Ökosysteme
Der Begriff «Ökosysteme» wird seit anfangs der 90er Jahre in den Wirtschaftswissenschaften mehr oder weniger intensiv diskutiert. Besonders in der letzten Zeit haben Ökosysteme aber ein neues Ausmass an Aufmerksamkeit aus der Wirtschaft und Forschung erhalten. Denn was vor knapp 30 Jahren in diesem Ausmass noch nicht absehbar war, ist der heutige Stand der Digitalisierung.
Diese hat die Koordinationskosten innerhalb und zwischen Unternehmen drastisch gesenkt und vereinfacht. Zur selben Zeit hat die Digitalisierung aber auch dazu geführt, dass die Erstellung von Wertangeboten anspruchsvoller geworden ist. Ein tolles Produkt oder eine tolle Dienstleistung an sich ist kein Garant mehr für wirtschaftlichen Erfolg. Unternehmen müssen aktuell immer mehr über ihre Komfortzone bzw. ihr Kernbusiness hinausgehen, um Kundenbedürfnisse zeitgemäss abdecken zu können.

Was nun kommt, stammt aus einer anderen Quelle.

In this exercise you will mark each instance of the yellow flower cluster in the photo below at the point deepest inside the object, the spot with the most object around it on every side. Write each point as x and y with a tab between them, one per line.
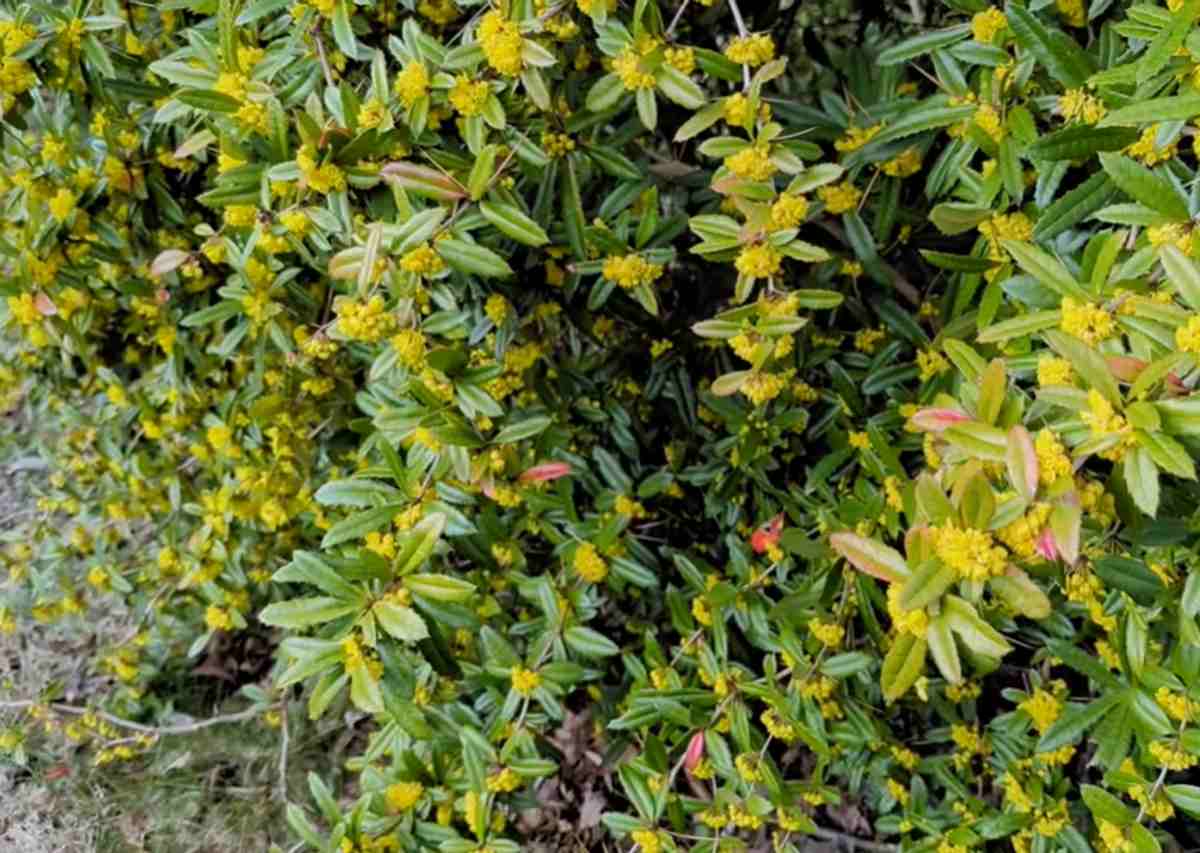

Schlagen Unternehmen neue Wege aber allein ein, dann ist dies häufig mit der Investition von viel Lehrgeld verbunden. Es scheint deshalb nicht erstaunlich, dass sich Unternehmen nach Alternativen zu einem ressourcenintensiven Alleingang umschauen. Genau da kommen Ökosysteme ins Spiel.
Inhalt
Was wird unter einem Ökosystem verstanden?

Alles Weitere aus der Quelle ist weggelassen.